Darwinism itself is becoming a new religion.
Wilson may sound radical, but he’s right. Darwinism is about much more than science: It provides the scientific support for an entire naturalistic worldview or religion. Broadly speaking, a religion is anything that functions as a person’s ultimate belief or worldview- anything that answers the basic questions of life: Where did we come from? What are we here for? How do we know what’s right and wrong?
For many people today, Darwinian evolution answers those fundamental questions. Where did we come from? From chance collisions of atoms, Darwinism says. Why are we here? There is no purpose to life, Darwinism says-no reason for existence. We are cosmic accidents. How do we know right and wrong? We DON’T know any objective moral law: Morality is merely an idea that appears in the human mind when it has evolved to a certain stage. Hence people make up their own ideas of right and wrong.
Cornell biologist William Provine sums up the implications Of Darwinism in simple bullet points: It means “No life after death; no ultimate foundation for ethics; no ultimate meaning for life; no free will.”
This is why the issue of Darwinism versus cosmic design Has become such a fierce battleground in America today. The debate is not just about fossils or genetic mutations. Our theory of origins determines our identity, our values, our sense of meaning.
This is why, in today’s world, the Christian message must begin with creation.

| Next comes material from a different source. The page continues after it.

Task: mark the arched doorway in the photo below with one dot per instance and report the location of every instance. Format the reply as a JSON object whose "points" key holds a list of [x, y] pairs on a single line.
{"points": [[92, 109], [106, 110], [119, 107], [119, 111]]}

We cannot simply start off with John 3:16 and the gospel message.
That’s like starting to read a book in the middle of the story–you don’t know the characters and you can’t make sense of the plot. We need to start with creation, where the main character of the “story” is introduced as the Creator of all, and the “plot” of human history begins to unfold.
Creation tells us who we are and why we are here. It tells us our lives DO have ultimate meaning. It gives the basis for morality, because if God created us for a purpose, then morality is the guidebook telling us how we fulfill that purpose. And when we live outside the bounds of the purpose for which we were created, that is sin. Suddenly theological terms make sense.
A century ago, the great Dutch statesman Abraham Kuyper wrote that if we are going to stand against the powerful forces of unbelief today, we must understand that we face a clash of worldviews-and we must frame Christianity as an equally comprehensive worldview. That means beginning with the God who created “the heavens and the earth, and everything in it.”
For “everything in it” finds its meaning in Him.